1) passing a data pipeline to the predict function shouldn't change the interface of the function itself 2) The docs suggest that either a filepath or raw data should work with predict (this may be a misreading on my part) 3) The way predict() works (creating a pipeline on every call) is too slow for my purposes (benchmarking), which is why I couldn't use the default behavior of creating a csv so I can load a datamodule in the first place.

tchaton commented 3 years ago

You can do model.predict(data, data_source="tensor"). Mind trying ?

tchaton commented 3 years ago

I would advice you to use trainer.predict and provide a DataLoader for speed concerns

marischu commented 3 years ago

If I use:

res = model.predict(data[0][0],data_source="tensor")

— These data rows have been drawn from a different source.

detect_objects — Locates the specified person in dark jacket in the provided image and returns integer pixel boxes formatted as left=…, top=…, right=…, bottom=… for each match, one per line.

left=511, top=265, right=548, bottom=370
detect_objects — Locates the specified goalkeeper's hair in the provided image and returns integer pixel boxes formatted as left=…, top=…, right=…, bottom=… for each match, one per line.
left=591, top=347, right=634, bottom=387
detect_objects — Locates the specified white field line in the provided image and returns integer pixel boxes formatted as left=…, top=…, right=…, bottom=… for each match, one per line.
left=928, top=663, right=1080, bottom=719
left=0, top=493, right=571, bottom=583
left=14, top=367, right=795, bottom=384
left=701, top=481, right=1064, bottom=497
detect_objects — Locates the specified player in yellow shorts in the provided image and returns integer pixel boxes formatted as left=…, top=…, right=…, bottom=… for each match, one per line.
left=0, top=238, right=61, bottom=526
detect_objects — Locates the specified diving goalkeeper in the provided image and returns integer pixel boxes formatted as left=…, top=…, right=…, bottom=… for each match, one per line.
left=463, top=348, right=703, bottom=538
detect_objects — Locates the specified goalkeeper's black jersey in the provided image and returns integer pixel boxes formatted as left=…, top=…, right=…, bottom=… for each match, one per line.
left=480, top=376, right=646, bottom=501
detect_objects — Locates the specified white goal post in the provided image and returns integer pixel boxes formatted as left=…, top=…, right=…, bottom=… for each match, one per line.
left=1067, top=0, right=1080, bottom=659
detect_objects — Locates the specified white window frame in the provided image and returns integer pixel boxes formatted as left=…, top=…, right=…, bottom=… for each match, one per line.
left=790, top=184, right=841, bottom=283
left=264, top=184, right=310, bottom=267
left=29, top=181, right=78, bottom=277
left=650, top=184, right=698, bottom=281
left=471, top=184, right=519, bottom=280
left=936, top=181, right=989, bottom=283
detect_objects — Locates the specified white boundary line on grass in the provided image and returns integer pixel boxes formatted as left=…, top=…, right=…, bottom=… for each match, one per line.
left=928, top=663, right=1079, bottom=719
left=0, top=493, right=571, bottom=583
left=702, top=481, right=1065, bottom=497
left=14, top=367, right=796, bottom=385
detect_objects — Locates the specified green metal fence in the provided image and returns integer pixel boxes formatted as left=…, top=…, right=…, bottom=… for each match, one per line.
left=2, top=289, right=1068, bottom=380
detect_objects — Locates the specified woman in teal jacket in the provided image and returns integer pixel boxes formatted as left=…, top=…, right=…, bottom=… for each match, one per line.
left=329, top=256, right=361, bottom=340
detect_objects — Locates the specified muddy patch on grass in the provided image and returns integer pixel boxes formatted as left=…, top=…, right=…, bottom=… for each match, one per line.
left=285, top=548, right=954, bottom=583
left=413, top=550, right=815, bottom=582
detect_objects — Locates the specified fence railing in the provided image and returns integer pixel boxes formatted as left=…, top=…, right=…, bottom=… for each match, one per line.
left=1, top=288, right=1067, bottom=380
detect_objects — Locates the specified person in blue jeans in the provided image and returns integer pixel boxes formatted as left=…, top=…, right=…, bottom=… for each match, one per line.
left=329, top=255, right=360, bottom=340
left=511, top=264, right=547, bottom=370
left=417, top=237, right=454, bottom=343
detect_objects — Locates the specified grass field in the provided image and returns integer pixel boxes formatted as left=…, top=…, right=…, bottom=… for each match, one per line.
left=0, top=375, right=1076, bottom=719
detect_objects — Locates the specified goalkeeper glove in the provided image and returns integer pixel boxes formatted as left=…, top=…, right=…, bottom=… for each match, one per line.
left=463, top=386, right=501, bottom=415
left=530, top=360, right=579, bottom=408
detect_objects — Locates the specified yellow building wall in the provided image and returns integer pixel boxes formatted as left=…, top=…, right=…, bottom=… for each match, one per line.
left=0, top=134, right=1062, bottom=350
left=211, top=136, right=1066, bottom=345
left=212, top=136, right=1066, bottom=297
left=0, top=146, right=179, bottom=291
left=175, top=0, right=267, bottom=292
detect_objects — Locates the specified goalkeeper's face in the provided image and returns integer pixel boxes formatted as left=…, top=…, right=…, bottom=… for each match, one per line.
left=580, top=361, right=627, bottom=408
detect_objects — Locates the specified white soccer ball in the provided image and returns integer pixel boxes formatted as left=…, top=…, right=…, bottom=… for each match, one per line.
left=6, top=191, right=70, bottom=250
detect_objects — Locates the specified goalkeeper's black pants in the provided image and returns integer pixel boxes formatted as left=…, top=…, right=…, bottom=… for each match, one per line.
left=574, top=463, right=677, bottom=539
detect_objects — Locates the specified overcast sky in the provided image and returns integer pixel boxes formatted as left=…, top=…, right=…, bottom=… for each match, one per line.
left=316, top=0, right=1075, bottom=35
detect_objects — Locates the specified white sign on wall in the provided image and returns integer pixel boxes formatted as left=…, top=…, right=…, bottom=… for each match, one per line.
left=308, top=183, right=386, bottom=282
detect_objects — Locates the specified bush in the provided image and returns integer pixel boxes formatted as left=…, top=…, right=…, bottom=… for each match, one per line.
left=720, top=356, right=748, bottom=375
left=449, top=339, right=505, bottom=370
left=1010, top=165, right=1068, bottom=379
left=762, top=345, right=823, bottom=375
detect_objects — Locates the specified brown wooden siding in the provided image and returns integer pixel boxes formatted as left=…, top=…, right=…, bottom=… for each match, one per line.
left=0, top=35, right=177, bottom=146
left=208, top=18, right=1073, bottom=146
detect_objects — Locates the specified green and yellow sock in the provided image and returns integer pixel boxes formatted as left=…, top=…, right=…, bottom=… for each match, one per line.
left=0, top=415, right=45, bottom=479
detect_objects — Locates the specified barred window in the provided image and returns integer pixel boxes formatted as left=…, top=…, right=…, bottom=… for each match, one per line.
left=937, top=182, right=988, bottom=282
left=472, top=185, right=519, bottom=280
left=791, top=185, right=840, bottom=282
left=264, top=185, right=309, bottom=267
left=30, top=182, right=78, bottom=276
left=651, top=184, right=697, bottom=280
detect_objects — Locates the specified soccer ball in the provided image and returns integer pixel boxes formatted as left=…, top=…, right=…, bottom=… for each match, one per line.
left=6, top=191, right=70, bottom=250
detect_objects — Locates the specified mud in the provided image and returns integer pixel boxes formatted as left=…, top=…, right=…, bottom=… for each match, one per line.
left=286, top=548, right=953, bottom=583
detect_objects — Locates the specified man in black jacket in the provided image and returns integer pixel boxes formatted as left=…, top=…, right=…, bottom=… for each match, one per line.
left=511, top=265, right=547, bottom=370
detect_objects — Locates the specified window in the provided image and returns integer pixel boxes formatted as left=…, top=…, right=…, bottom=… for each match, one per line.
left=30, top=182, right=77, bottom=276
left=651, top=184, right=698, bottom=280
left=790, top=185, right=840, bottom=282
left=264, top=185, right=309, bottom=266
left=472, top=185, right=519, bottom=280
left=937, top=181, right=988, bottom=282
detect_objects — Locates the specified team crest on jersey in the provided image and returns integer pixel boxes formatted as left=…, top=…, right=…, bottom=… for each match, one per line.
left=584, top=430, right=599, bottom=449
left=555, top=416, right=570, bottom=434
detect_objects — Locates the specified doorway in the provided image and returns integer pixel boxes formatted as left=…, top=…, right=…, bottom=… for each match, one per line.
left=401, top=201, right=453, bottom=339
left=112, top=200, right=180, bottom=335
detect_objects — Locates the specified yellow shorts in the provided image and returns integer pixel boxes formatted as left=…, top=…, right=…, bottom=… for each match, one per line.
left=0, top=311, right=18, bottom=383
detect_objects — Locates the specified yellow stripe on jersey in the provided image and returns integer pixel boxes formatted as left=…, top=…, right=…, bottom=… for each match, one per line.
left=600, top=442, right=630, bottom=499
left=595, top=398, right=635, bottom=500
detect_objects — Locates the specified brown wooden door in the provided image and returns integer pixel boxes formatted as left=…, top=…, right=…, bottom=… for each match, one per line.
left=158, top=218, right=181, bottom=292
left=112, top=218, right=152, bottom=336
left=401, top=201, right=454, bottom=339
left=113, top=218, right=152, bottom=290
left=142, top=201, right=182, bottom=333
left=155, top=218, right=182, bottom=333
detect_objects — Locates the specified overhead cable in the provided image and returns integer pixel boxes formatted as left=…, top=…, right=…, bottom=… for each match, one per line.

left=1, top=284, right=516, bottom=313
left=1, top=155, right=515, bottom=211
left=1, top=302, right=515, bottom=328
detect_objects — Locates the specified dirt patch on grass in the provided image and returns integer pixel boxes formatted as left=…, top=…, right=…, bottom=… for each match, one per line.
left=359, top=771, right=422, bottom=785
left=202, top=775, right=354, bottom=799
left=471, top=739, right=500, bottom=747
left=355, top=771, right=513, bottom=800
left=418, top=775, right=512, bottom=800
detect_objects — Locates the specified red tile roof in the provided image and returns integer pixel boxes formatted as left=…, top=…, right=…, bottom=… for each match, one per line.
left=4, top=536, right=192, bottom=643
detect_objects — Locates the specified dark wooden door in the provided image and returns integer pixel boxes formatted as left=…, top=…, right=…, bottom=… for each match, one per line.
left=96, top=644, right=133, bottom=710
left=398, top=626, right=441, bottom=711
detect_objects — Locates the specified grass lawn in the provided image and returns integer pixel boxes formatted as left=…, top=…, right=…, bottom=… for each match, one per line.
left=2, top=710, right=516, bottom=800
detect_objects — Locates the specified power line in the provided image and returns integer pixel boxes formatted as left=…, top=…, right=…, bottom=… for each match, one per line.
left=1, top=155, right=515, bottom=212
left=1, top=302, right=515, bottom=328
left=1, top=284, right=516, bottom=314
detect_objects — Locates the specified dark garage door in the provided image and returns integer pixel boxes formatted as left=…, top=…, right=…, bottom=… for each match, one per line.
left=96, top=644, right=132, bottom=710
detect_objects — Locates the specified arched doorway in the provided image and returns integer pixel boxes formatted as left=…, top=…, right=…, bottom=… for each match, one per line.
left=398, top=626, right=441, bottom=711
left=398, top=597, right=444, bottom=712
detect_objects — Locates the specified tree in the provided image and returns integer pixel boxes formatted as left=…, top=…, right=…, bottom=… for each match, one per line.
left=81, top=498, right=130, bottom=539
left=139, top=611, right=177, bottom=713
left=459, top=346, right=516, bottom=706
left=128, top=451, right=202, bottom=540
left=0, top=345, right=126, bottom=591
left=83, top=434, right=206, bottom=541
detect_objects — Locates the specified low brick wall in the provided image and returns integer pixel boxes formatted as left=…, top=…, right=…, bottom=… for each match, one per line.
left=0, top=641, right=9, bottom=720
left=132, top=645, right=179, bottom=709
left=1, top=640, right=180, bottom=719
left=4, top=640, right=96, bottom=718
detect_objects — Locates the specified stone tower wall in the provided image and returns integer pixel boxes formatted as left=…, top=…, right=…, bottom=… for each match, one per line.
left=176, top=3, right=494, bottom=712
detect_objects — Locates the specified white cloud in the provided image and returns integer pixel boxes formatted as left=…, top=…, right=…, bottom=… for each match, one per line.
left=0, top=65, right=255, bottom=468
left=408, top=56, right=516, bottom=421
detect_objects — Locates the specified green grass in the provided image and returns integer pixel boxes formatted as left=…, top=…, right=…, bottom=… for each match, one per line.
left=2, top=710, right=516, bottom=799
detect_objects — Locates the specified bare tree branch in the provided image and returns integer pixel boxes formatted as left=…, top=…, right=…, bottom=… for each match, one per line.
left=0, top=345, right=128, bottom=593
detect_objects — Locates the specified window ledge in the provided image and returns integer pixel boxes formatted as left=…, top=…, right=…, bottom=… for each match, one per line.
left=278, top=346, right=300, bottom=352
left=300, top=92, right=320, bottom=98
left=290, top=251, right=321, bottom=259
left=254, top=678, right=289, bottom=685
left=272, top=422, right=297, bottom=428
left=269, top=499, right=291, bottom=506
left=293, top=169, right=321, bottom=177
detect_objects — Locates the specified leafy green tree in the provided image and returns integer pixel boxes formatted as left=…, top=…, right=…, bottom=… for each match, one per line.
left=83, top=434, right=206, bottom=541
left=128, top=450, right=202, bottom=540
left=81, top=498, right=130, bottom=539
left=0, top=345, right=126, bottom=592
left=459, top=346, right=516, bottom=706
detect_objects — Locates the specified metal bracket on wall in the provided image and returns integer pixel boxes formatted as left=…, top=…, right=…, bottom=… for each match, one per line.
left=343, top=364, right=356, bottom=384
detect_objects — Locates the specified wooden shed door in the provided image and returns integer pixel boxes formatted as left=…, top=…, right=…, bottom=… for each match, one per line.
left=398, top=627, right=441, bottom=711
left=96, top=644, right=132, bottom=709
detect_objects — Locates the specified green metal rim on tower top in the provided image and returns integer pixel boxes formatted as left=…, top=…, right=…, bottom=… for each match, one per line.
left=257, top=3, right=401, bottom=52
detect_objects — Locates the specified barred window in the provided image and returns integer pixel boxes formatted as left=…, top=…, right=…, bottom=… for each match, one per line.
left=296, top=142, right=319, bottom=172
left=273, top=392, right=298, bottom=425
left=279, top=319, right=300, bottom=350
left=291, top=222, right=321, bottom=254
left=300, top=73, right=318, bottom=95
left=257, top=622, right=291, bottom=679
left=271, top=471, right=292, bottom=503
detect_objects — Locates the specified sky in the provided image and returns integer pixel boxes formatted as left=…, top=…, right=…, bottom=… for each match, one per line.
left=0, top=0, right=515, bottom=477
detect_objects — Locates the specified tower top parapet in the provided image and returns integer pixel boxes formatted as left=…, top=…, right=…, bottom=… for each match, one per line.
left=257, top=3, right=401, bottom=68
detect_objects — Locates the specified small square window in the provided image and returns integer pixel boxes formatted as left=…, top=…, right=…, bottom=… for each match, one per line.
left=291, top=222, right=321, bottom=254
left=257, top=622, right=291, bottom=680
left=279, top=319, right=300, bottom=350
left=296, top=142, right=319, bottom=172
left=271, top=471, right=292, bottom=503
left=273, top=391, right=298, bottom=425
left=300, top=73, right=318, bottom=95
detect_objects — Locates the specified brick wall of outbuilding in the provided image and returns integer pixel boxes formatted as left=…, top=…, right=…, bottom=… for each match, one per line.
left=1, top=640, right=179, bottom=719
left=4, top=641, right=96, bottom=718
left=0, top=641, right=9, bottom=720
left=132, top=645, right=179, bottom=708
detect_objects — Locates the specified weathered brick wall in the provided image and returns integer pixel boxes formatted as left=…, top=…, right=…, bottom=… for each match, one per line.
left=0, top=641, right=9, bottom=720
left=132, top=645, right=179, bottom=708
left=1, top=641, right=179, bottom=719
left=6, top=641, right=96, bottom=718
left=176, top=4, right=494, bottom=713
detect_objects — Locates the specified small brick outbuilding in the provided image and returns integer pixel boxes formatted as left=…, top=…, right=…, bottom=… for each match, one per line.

then I still have the error:

IndexError: too many indices for tensor of dimension 1

Calling shape on the data sample yields:

torch.Size([1, 166960])

If I remove the first dimension, the error is:

IndexError: too many indices for tensor of dimension 0

I understand that the trainer.predict and DataLoader will work, and I have found other workarounds as well, but my concern is that if that is the only way to use this system, the documentation should reflect that.

stale[bot] commented 2 years ago

This issue has been automatically marked as stale because it has not had recent activity. It will be closed if no further activity occurs. Thank you for your contributions.